Saturday, August 30, 2008

His words, not mine.

In trade for fishing privileges, a friend of hubby's came to do our lawn today. The man must really love fishing 'cuz we some trashy folks, y'all, and our lawn was très shaggy. Not to mention all the crap we have strewn all over the place. He busted his tail to spiff it up. It looks great!

He brought his twins with him today. I saw them out in the yard and thought how bored they must be. I told him they were welcome to come in and watch a movie or something while he worked but he said, "No, they're demons. You have to watch them constantly. It might not be... safe."

Well, okay. Whatever. I had offered. Later I wanted a word with him and heard the lawn mower shut down so stuck my head out to holler at him. When I opened the door, right in front of me, I heard to very loud crack/bangs. I look down and one of these two little, what, three year olds? is holding my husband's camp ax (it's small, heavy, but small) and had been whacking something with it.
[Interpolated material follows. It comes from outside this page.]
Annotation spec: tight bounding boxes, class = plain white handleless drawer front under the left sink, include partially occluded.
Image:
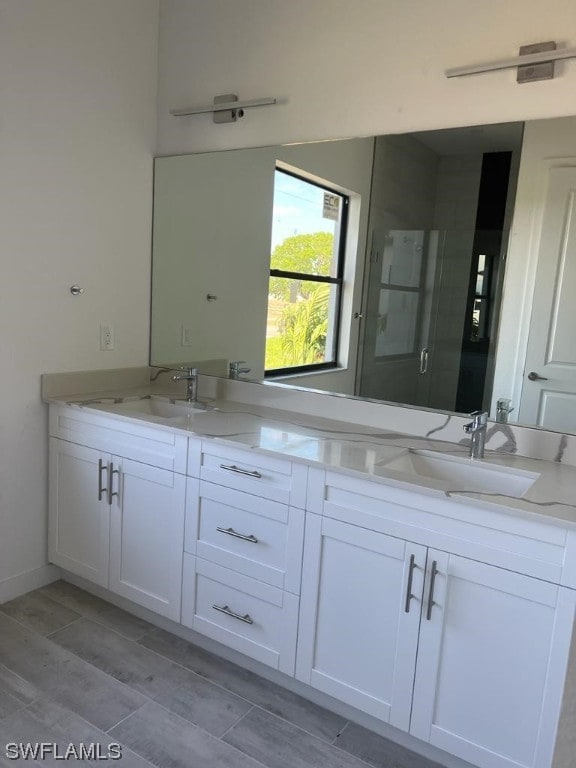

I nearly lost it, but only on the inside, on the outside I smiled benignly and held out my hand. Without hesitation the boy surrendered the ax. I thanked him then went inside to have my heart attack. They're so little! And so barefoot! Visions of cut little baby toes flying through the air were forming in my mind's eye.

After the tremors passed I got greedy. There were two wild, crazy kids playing in my front yard and I wasn't taking pictures?

See that photo of the one boy stomping? That was just plum crazy. Here he is barefoot on concrete stamping, for all he's worth, on a limp bit of Purple Jew that had been trimmed from around the front step.

Their favorite game in the yard today? Grass Chunking. The object of the game was to scrape up as much cut grass as could be fit in their little hands and then chunk it with as much force as possible at whoever happened to be close enough--it was only me once. I'm proud to say my first instinct was to shield my camera. That grass was wet!




















And on a completely different subject, hope and prayers to all those in Gustav's path. I'm visualizing Gustav finding himself rather tired out by the time he reaches land again. May Gustav turn out to be the storm that wasn't.